Rosemarie ha fatto parte di un colosso della moda

L’ex imprenditrice ha vissuto in prima persona come la politica possa dividere le famiglie. Tuttavia è sempre riuscita a rimanere ottimista e a non farsi abbattere.

«Poco dopo la fine della guerra, nel 1948, mio padre fondò la celebre casa di moda ‹Adler›. L’azienda esiste ancora, ma non è più di proprietà della nostra famiglia: nel 1982 abbiamo venduto tutto. L’attività ebbe un grande successo, anche se i primi tempi furono molto duri. Inizialmente vivemmo e lavorammo ad Annaberg, nell’ex Germania Est, ma ben presto la nostra azienda divenne una spina nel fianco per le autorità. Per evitare un esproprio statale, fummo costretti ad abbandonare la RDT.

Un nuovo positivo inizio nell’Ovest

Nel 1959 io e tutta la mia famiglia (i miei genitori, mio fratello maggiore Wolfgang e i miei due fratelli minori Fürchtegott e Georg) fuggimmo nella Germania Ovest. Per mesi i miei genitori avevano predisposto tutto affinché potessimo ricostituire l’azienda nell’Ovest. All’inizio disegnavo i cartamodelli sul pavimento di casa, dato che non avevamo né tavoli né uffici – davvero pazzesco a pensarci ora. Successivamente divenni responsabile di produzione e mi occupai della formazione degli apprendisti. Spesso lavoravo fino a notte inoltrata, finché mio padre e il custode non decisero di spegnere l’interruttore principale alle 21 – solo così riuscii a darmi una calmata.

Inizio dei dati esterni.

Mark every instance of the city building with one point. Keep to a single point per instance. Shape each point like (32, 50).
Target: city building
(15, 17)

Sin da bambina ero stata estremamente vivace e non mi ero mai comportata come ci si aspetterebbe da una ragazza. In un’altra vita vorrei sicuramente rinascere uomo.

Di nuovo in fuga

Se qualcuno mi avesse detto che un giorno sarei tornata nella RDT non ci avrei creduto. Ma la vita riserva sempre un sacco di sorprese. Prima della nostra fuga mi ero fidanzata e nel 1962 rientrai per potermi sposare. Mi trasferii nella Germania Est, dove iniziai a lavorare nella locanda dei miei suoceri. Quando rimasi incinta di mia figlia Sabine (mio figlio Christian all’epoca aveva già tre anni), mia suocera mi fece capire a chiare lettere che la mia presenza non era più gradita. Mio fratello Wolfgang mi aiutò nuovamente a fuggire.
Ma dovetti abbandonare mio figlio. Fu la decisione più difficile e dolorosa della mia vita.

Una vita per la famiglia

Il fatto che nonostante i lunghi anni di separazione sia riuscita a costruire un rapporto molto forte e bello con mio figlio mi rende particolarmente felice. Naturalmente sono molto legata anche a mia figlia: si è trasferita con me in Svizzera ed è tuttora sempre al mio fianco. Nella mia vita la famiglia è venuta sempre al primo posto: a partire dal legame intimo con mio fratello, per arrivare poi ai miei figli e ai miei nipoti. In realtà la famiglia è l’unica cosa che conta veramente nella vita.»